We went on a few excursions on the holiday – one being to dolphin cove in Negril. When we arrived we regressed to being 5 years old as we were so excited! We were told lots of facts about the Dolphins themselves and were given an insight into a typical day of a dolphin trainer. It was fascinating and we were told that as the Dolphins were not in a pool but in a lagoon within the sea, they were free to leave anytime as they could easily jump the barriers that enclosed them within the lagoon. Apparently Dolphins, as creatures, crave attention and so that is what keeps them there. It was brilliant. We each got kisses, a ride with the Dolphins and they performed various tricks for us. Only on the way back to our hotel did I realised that it was a Monday. As far as Monday’s go, this was one of the better ones I’ve had!
Our next trip out of the resort was to Mystic Mountain, a zip-lining and Bob-sledding adventure in the rainforest near Ocho Rios (http://www.rainforestadventure.com/jamaica-mystic-mountain). It was here that I really felt like I was in Jamaica! We ziplined through the trees (and giant spider webs!!! 😁), rode the bobsled (inspired by the famous Jamaica bobsled Olympic team) and ate typical Jamaica cuisine for lunch – jerk chicken – delicious! Alex wore the GoPro head cam while we took part in all the activities which meant we got some great footage of us zooming through the jungle at high speed! We also got a ride in the sky explorer, a chair lift that takes you 700ft above the rainforest which gave you the most amazing view of Ocho Rios.

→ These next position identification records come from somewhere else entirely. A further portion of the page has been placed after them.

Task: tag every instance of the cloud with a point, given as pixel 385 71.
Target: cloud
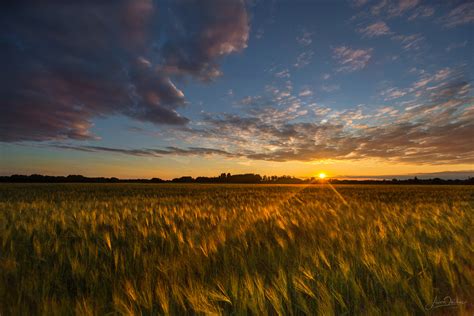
pixel 352 59
pixel 393 8
pixel 64 64
pixel 460 15
pixel 304 59
pixel 330 87
pixel 359 3
pixel 285 73
pixel 305 92
pixel 433 128
pixel 422 12
pixel 305 39
pixel 453 46
pixel 410 42
pixel 148 152
pixel 375 30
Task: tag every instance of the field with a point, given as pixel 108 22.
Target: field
pixel 90 249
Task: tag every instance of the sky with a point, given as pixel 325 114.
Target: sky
pixel 143 88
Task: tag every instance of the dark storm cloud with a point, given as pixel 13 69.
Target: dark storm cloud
pixel 65 63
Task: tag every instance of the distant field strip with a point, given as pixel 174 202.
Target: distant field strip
pixel 157 249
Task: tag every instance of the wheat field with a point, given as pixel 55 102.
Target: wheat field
pixel 147 249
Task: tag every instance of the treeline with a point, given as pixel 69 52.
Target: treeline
pixel 223 178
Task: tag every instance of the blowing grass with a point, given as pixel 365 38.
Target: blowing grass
pixel 94 249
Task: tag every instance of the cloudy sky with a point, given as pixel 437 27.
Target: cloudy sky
pixel 149 88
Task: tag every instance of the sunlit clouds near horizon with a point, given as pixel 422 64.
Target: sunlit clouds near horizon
pixel 162 87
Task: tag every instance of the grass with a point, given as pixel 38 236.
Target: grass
pixel 90 249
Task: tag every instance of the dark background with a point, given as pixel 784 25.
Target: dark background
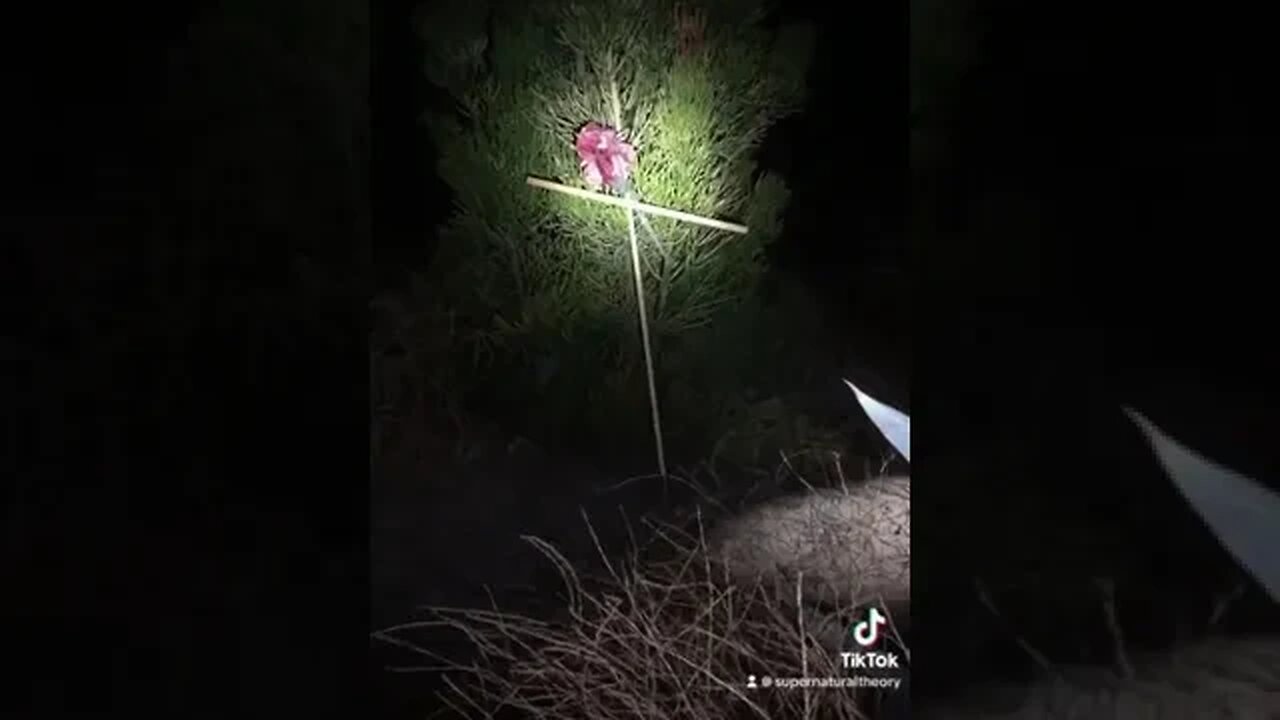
pixel 188 529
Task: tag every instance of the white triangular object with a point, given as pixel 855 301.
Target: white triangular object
pixel 894 424
pixel 1243 514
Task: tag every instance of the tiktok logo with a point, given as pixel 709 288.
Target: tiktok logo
pixel 867 633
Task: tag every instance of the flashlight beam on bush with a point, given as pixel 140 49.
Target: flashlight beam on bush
pixel 636 205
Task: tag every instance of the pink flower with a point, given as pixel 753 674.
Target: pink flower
pixel 604 158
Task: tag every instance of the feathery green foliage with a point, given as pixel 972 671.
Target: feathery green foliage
pixel 538 285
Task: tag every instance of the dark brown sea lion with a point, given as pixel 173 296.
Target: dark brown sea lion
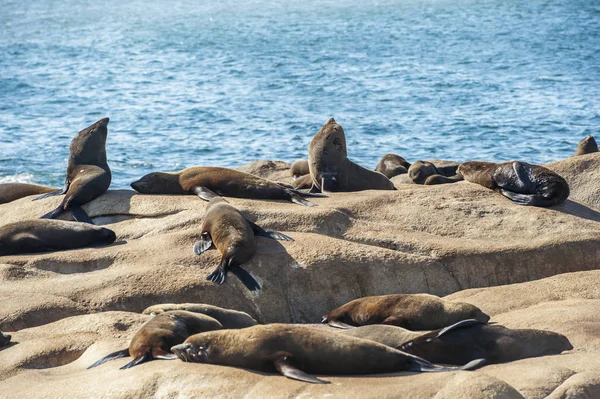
pixel 523 183
pixel 88 174
pixel 300 168
pixel 155 339
pixel 586 146
pixel 471 339
pixel 296 350
pixel 437 172
pixel 233 235
pixel 13 191
pixel 51 235
pixel 330 168
pixel 411 311
pixel 392 165
pixel 223 181
pixel 229 318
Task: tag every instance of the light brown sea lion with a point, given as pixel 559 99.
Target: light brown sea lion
pixel 42 235
pixel 586 146
pixel 155 339
pixel 436 172
pixel 296 350
pixel 392 165
pixel 471 339
pixel 229 318
pixel 88 174
pixel 411 311
pixel 330 168
pixel 13 191
pixel 523 183
pixel 233 235
pixel 223 181
pixel 300 168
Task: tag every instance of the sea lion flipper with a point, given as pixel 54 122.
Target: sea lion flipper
pixel 286 369
pixel 111 356
pixel 80 215
pixel 204 193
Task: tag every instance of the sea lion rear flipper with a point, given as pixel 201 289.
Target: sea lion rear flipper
pixel 275 235
pixel 111 356
pixel 80 215
pixel 204 193
pixel 286 369
pixel 204 243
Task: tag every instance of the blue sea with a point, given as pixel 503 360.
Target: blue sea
pixel 229 82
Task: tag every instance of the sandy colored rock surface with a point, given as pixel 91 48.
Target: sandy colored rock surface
pixel 67 309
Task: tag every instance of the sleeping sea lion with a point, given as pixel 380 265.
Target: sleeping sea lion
pixel 296 350
pixel 471 339
pixel 330 168
pixel 88 174
pixel 223 181
pixel 31 236
pixel 392 165
pixel 523 183
pixel 13 191
pixel 411 311
pixel 233 235
pixel 586 146
pixel 155 339
pixel 229 318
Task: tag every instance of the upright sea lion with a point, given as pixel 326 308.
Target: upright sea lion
pixel 31 236
pixel 229 318
pixel 330 168
pixel 411 311
pixel 586 146
pixel 300 168
pixel 471 339
pixel 233 235
pixel 437 172
pixel 223 181
pixel 13 191
pixel 392 165
pixel 295 350
pixel 155 339
pixel 523 183
pixel 88 174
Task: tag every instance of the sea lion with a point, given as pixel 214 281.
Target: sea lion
pixel 330 168
pixel 88 174
pixel 296 350
pixel 233 235
pixel 223 181
pixel 392 165
pixel 523 183
pixel 586 146
pixel 437 172
pixel 155 338
pixel 13 191
pixel 299 168
pixel 411 311
pixel 471 339
pixel 31 236
pixel 229 318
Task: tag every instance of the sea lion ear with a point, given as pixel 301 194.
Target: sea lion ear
pixel 283 365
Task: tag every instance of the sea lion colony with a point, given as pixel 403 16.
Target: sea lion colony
pixel 388 333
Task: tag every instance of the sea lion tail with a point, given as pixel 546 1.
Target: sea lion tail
pixel 111 356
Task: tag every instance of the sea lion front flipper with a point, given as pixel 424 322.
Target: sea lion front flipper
pixel 275 235
pixel 204 193
pixel 204 243
pixel 111 356
pixel 286 369
pixel 80 215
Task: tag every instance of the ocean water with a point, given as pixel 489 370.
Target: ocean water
pixel 226 83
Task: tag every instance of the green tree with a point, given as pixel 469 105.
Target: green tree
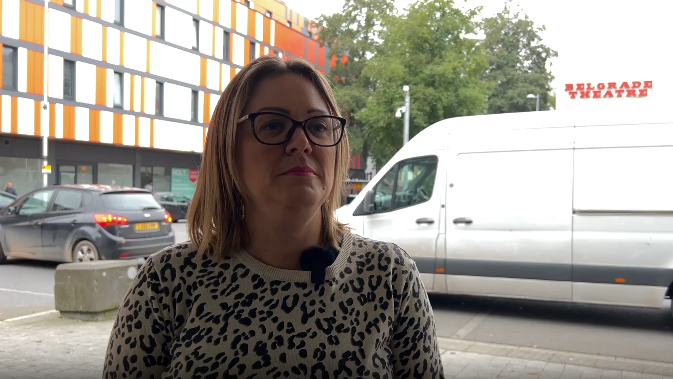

After lunch we took a coach to the nearby Dunns River Falls (http://www.dunnsriverfallsja.com). This was my favourite experience while in Jamaica. We started right at the bottom of the waterfall and climbed up the rocks to the top, stopping to relax and have pictures taken every now and then in the various rock pools and lagoons. The water was absolutely freezing but our guide was great – energetic, full of enthusiasm and totally in love with his country – something we found was true with all the locals which was so nice to experience!
The relaxed vibe of the Caribbean islands is like no other and the people of Jamaica are some of the nicest people I’ve ever met. Everything about our holiday was IRIEEEE!!! and we will definitely be returning in the not so distant future.